C’era una volta il sogno americano: quel percorso di rivalsa, verso il successo, di quelli che sono partiti con meno risorse e arrivano, invece, ad affermarsi come, quanto o più di tutti gli altri. Insomma: il povero e con nulla in tasca che ce la mette tutta e alla fine ce la fa. Nel motorsport, però, il sogno americano è quasi sempre un sogno italiano. E’ così, ad esempio, in Formula1 per Ferrari e, ancora di più, è così in MotoGP per Ducati (e ora anche per Aprilia). Per carità, non che a Borgo Panigale siano poveri e nemmeno con meno capacità, ma sono piccoli come un sassolino davanti al cospetto di Honda, Yamaha, Suzuki. Eppure, piano piano e anche con l’indimenticabile trionfo di un certo Casey Stoner nel mezzo, quelli della Rossa e la Rossa stessa, che si chiama Desmosedici, sono diventati un punto di riferimento. Soprattutto negli ultimi anni, da quando, cioè, a Borgo Panigale è arrivato un condottiero col pizzetto: Gigi Dall’Igna. Ruvido, dal carattere difficile, dicono, ma affamato non tanto di vittoria, quanto di evoluzione e affermazione. Non personale, di Ducati.
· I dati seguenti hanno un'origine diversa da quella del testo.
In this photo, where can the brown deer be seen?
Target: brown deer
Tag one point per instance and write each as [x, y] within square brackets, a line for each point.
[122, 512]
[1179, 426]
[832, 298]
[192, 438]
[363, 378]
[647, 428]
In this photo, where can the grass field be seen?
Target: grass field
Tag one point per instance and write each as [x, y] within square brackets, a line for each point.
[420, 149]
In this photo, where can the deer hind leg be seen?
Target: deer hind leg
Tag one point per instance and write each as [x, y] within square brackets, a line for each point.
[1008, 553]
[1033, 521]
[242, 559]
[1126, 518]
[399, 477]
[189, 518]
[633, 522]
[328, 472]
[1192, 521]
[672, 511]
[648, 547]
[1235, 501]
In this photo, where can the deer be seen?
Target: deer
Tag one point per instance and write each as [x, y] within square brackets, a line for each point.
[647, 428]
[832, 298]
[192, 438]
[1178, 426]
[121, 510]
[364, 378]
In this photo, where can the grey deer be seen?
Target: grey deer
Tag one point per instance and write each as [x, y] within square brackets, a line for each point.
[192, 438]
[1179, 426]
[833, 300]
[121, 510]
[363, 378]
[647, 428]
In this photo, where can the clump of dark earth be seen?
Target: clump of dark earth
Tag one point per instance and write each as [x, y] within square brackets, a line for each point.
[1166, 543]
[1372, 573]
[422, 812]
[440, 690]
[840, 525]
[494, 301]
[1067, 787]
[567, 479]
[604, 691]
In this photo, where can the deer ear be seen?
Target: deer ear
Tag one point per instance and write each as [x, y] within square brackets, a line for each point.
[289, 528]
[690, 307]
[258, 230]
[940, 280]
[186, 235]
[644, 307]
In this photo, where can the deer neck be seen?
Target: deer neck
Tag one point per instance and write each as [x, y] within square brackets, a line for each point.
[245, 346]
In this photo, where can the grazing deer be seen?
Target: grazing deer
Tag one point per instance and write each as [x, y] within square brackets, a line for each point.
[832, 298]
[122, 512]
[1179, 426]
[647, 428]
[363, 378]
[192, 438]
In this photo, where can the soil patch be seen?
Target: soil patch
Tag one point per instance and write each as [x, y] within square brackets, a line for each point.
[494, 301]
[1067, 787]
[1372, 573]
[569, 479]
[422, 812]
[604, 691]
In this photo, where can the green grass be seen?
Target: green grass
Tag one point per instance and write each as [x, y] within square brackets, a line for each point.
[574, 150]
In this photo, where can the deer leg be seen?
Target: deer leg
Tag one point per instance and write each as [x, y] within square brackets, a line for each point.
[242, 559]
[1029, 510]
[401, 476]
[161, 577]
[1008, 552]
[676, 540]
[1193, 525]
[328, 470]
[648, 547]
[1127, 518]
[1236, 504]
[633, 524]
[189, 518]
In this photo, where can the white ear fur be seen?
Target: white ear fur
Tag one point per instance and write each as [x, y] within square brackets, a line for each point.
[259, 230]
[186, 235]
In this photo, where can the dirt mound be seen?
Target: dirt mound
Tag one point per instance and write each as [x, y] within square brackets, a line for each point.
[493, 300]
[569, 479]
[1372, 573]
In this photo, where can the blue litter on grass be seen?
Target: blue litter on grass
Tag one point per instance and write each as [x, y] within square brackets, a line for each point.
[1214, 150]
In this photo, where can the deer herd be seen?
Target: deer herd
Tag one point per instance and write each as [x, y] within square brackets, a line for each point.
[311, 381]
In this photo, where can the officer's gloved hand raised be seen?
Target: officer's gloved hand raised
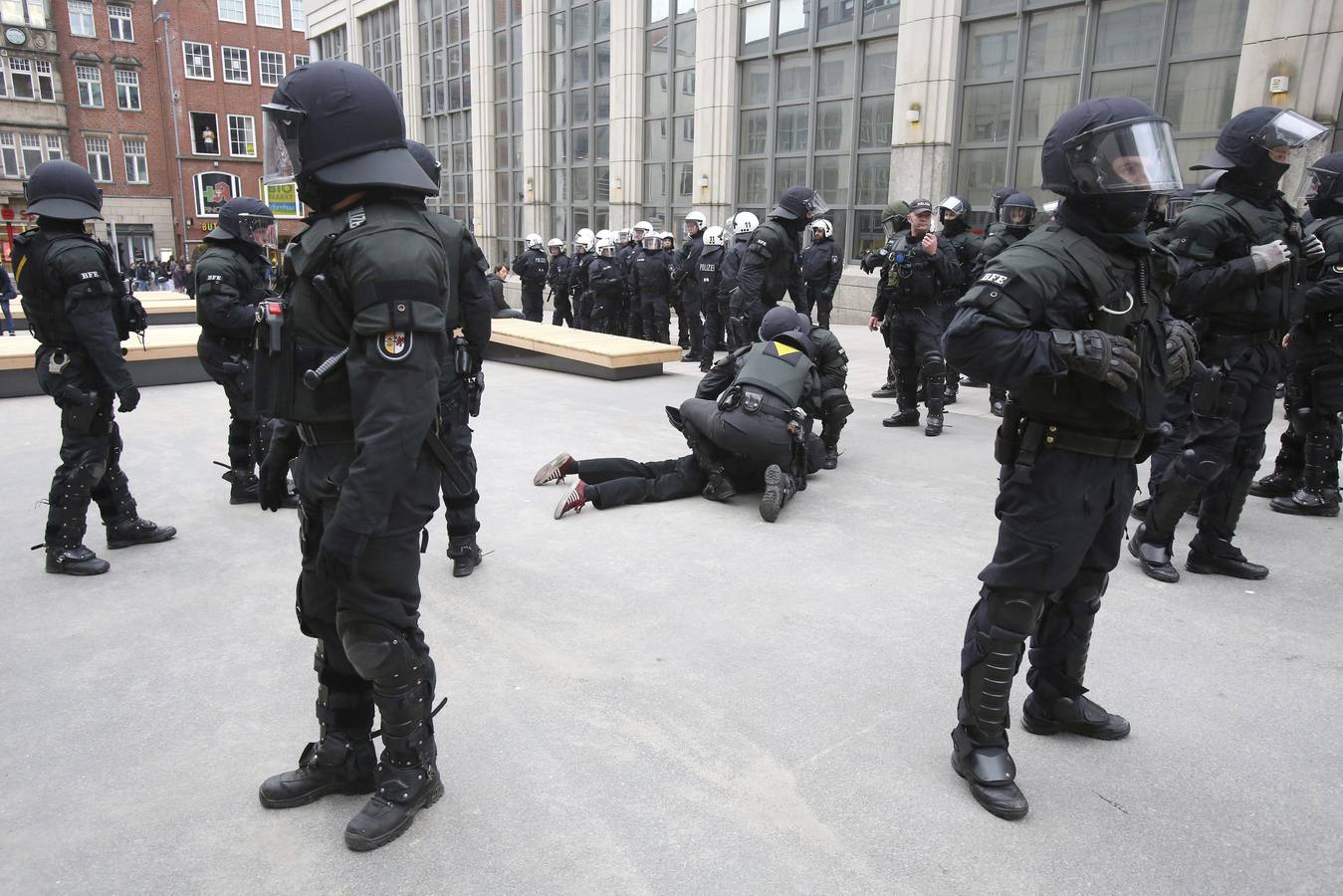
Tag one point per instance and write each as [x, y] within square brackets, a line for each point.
[338, 554]
[1181, 352]
[129, 399]
[1101, 356]
[1269, 256]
Proprio Gigi Dall’Igna, che non è uno che ama parlare, in questi giorni ha concesso una intervista a AS e ha raccontato Ducati proprio così, in chiave “sogno italiano”.
“Adesso tutti parlano di Ducati, è vero che siamo un po’ il punto di riferimento ed è bellissimo”. Ali, appendici, diavolerie tecniche messe per primi sull’asfalto e moto che, oggettivamente, hanno sempre qualcosa in più in termini di potenza, velocità di punta e aerodinamica (a volte, spesso per la verità, a svantaggio dell’agilità) hanno reso la piccola squadra corse bolognese l’emblema del cercare sempre un di più. Nonostante gli altri potrebbero di più. “Abbiamo un gruppo di persone nello stabilimento che sta lavorando in modo incredibile per ottenere questi risultati. Sono molto felice per loro. Per una fabbrica è molto importante essere protagonista costante nel tempo e credo che ormai Ducati abbia raggiunto questo traguardo. Dal punto di vista dei produttori, questa è la cosa più importante”.
Poco più di qualche decina di persone che però, almeno a sentire Gigi Dall’Igna, hanno una sorta di approccio differente. Che non muove dai numeri, dai dati o dalle statistiche, ma da due ingredienti tipicamente italiani: estro e fantasia. “Siamo poco più di cento nel reparto corse della Ducati e quello che ci manca in risorse lo mettiamo con il nostro cuore e la nostra fantasia. L'immaginazione è uno degli aspetti più importanti della vita, e questo include anche l' immaginazione a livello tecnico”. Basta per diventare punti di riferimento, ma forse non è abbastanza per vincere. O magari non lo è ancora, perché è chiaro che in pista, poi, servono i campioni. Con Jorge Lorenzo è mancata la pazienza, sia a quelli di Ducati, sia allo stesso pilota spagnolo, con Andrea Dovizioso, forse, non è mancato nulla, ma erano gli anni del Marc Marquez imbattibile. Adesso i tempi sembrano più maturi, con Francesco Bagnaia che quest’anno è ancora lì a lottare (anche se sarà praticamente impossibile) e un paio di giovani, Jorge Martin e Enea Bastianini, che promettono numeri interessanti. Gigi Dall’Igna lo sa e, pur ammettendo che alla meravigliosa storia della Ducati nel motomondiale manca solo un pezzetto, sente che l’ultimo tassello è nell’aria: “Per il 2022 stiamo lavorando su diverse cose che, speriamo, diano i frutti che vogliamo - ha concluso il condottiero col pizzetto - È chiaro che per le persone è importante vincere il mondiale piloti. Ci manca la ciliegina sulla torta, ma dobbiamo continuare a lavorare così e credo che prima o poi il titolo piloti che ci meritiamo arriverà”.